Pieces of Uranotile, Si2O7Ca(UO2)26H2O, from Caceres, Spain. (Many thanks Gerardo!) The rocks produce 5000/min (!) @ 5cm distance.

Radioactive chemicalsU (dep), Th (nat?)

Uranium and thorium salts, e.g. uranyl nitrate, are used for chemical analysis, and are available from chemical supply stores. Viewed as natural radioactivity, certain quantities may be freely available (not subject to the procedures usually required for radioactice sources). Uranium is expensive and very poisonous, thorium nitrate is more reasonable. As an example, 50g have a nominal activity of 165kBq. The small container (see picture) measures 800 counts/min at 5cm distance.

The uranium available this way is usually depleted of U 235, i.e. it's a waste product of the uranium enrichment process for reactors or weapons.

Ionization smoke detectorsAm 241

Most ionisation smoke detectors contain Am 241 (an alpha emitter), for home purposes usually 1µCi or 37kBq. Industrial units may contain even more. However, the radiation is nearly pure alpha, and so is not easily detected by cheap (non-window type) geiger counter tubes. This type of smoke detector used to be (and probably still is) widely available in Great Britain (e.g. in DIY stores for around £ 10).
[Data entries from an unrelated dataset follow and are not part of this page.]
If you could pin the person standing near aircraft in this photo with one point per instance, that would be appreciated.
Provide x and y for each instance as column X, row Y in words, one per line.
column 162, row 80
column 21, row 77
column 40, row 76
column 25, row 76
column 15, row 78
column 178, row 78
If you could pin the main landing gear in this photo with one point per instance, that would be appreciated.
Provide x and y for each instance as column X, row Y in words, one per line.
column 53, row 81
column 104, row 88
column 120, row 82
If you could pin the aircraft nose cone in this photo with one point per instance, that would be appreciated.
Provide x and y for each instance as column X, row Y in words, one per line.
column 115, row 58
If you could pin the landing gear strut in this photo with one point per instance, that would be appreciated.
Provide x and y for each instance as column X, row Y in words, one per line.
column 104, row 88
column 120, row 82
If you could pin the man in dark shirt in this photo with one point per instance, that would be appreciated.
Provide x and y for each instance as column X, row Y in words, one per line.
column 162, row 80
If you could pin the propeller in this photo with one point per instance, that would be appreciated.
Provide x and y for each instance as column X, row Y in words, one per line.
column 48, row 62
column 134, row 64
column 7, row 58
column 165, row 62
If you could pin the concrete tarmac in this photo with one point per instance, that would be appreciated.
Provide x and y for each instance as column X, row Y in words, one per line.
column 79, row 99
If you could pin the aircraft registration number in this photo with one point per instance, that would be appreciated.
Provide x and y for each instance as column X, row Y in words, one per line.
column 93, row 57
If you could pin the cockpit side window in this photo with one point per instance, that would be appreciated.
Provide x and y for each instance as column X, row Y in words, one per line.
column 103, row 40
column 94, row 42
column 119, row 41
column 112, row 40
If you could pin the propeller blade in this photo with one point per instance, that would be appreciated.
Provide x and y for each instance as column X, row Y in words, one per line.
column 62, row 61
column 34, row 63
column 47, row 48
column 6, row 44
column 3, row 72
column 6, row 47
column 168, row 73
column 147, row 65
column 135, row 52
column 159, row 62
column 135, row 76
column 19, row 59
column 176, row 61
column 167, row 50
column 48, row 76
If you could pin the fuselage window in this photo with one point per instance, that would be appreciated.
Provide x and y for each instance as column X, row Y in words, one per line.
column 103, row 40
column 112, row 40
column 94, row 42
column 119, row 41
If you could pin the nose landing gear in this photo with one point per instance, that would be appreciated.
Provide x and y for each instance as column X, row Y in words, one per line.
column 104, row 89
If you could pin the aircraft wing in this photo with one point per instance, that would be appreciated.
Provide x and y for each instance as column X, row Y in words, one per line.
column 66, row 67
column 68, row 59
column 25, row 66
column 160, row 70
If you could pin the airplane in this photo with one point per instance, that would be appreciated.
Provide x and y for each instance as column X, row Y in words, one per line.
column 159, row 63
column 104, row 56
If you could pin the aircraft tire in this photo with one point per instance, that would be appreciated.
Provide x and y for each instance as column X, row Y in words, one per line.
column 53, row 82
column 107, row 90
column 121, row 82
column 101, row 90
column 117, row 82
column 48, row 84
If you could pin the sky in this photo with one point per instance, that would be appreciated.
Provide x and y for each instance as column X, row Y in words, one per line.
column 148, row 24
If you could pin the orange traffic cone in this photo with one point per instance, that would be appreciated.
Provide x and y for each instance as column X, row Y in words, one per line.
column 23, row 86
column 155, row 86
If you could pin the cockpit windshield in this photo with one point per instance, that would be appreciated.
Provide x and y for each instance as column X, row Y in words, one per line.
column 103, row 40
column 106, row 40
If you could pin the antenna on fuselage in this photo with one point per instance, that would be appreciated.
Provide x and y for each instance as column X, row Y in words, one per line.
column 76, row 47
The pictures shows such a smoke detector in different stages of disassembly. After the black plastic cage with the metal cap (top right in left picture) is removed, the radioactive source can be seen and accessed (center in right picture).

Voltage regulation tubesKr 85

Some old voltage regulation tubes contain radioactive krypton to lower the breakdown voltage. Single tubes may radiate too weakly to detect, but a whole box full pf them is quite detectable.

Cesium doped spark gapsCs 137

Reportedly available surplus (at least in the US), and labeled as containing Cesium 137.

Luminous plastic etc.H 3

The modern substitute for radium paint is tritium (H 3). Together with a suitable phospor it is used in all kinds of "glow in the dark" stuff: luminous paint, plastic, glass vials etc. Some watches reportedly contain or contained tritium. Military instruments and emergency exit signs are other common applications.